Brighton’s ASTi Environmental installed eight permanent detection wells on the airport grounds in May and received sampling results this month, according to a press release on Thursday. It is still unclear what the source of the chemical is and whether it could pose a threat to groundwater or private wells in the area. There were seven firefighting incidents on airport property between 1996 and 2019 in which aqueous film-forming foam containing PFAS was used.

“Oakland County International Airport has long been committed to minimizing our impact on the environment,” said J. David VanderVeen, Director of Central Services for Oakland County, which oversees the airport. “We apply the same mindset to investigate and process the detection of PFAS at the airport. “

The county stressed that the airport, which has a 24-hour rescue and firefighting unit, is careful in its use of foam containing PFAS and limits its use in the event of a fire.

Results from the environmental lab ASTi indicated detectable concentrations of one or more PFAS compounds in seven of the eight monitoring wells, the county said.

Four of the wells had PFAS concentrations exceeding EGLE standards, which are more stringent than the Environmental Protection Agency standards for PFAS.

The first shallow depth tests carried out by ASTi Environmental at the OCIA indicated that the groundwater was flowing in a south-southeast direction towards the M-59. It is not yet determined whether a PFAS detected at the airport has escaped the property.

The airport has launched a web page to inform and educate neighbors about PFAS testing and detection.

While most of the surrounding area is on a township water system, EGLE has identified 24 homes north of the airport that remain on well water.
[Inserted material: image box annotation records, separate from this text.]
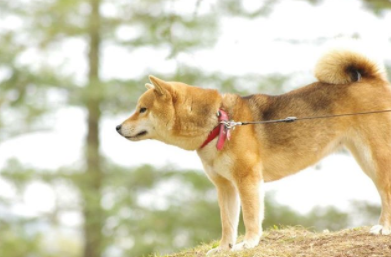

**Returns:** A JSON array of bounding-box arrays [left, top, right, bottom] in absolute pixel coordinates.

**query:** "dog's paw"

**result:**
[[232, 240, 259, 251], [206, 246, 229, 255], [369, 225, 391, 236]]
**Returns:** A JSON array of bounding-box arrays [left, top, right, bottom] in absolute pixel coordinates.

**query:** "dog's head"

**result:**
[[116, 76, 175, 141], [117, 76, 221, 150]]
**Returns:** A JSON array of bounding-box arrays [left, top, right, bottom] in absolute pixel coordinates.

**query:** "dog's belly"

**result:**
[[262, 139, 342, 182]]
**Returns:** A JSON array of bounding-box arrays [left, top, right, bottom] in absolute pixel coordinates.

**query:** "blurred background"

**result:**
[[0, 0, 391, 257]]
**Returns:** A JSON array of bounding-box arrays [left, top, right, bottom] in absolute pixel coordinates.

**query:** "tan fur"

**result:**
[[118, 46, 391, 253]]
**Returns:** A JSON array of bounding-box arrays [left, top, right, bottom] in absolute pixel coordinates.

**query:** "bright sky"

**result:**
[[0, 0, 391, 220]]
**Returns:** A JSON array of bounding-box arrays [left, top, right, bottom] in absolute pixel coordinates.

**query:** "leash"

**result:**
[[220, 109, 391, 130], [200, 109, 391, 150]]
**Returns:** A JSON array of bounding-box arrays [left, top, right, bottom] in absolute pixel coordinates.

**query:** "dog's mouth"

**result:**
[[126, 130, 148, 139]]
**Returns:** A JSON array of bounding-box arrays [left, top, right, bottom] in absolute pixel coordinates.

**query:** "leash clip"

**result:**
[[220, 120, 242, 130]]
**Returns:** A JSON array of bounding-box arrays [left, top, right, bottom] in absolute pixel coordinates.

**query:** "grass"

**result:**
[[162, 227, 391, 257]]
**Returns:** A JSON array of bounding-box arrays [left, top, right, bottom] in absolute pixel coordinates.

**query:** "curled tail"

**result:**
[[315, 42, 387, 84]]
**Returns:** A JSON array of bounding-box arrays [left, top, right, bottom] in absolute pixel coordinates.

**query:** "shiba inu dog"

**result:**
[[117, 43, 391, 254]]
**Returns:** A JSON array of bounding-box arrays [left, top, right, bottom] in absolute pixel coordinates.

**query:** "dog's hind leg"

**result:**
[[347, 130, 391, 235], [207, 172, 240, 255]]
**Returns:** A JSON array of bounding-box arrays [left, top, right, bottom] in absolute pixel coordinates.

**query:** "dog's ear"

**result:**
[[145, 83, 155, 89], [149, 75, 171, 96]]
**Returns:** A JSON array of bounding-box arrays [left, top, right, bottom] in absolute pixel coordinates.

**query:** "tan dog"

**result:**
[[117, 45, 391, 253]]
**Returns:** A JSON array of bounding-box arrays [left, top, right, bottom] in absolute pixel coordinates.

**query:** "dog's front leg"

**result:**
[[207, 174, 240, 255], [232, 174, 264, 251]]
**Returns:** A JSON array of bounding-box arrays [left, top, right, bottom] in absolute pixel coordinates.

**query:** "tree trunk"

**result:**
[[81, 0, 104, 257]]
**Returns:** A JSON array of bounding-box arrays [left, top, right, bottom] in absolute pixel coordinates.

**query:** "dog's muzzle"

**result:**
[[115, 125, 122, 135]]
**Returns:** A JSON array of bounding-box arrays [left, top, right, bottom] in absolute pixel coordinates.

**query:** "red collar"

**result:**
[[200, 109, 230, 150]]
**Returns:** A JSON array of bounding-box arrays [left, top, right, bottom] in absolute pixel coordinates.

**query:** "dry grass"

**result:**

Thirteen owners have opted for the EGLE test for PFAS. Laboratory results for 11 of the houses indicated detectable concentrations of one or more PFAS compounds. One home’s PFAS test result exceeded EGLE standards.

The 160-acre airport property is located less than a quarter of a mile from two large lakes – Williams Lake to the north and Pontiac Lake to the west – and several rivers and streams.

Airports have used film-forming foam containing PFAS since the mid-1960s. The FAA requires its use at all commercial airports because of its effectiveness in extinguishing aircraft fires.

In October 2018, Congress ordered the FAA to no longer require airports to use foam containing PFAS. As of June 2021, the FAA had not lifted its requirement.

The United States Environmental Protection Agency has classified PFAS as a national contaminant. It has been used in industrial and consumer products including carpets, waterproof clothing, upholstery, food paper packaging, personal care products, metallic paints, and fire-fighting foams.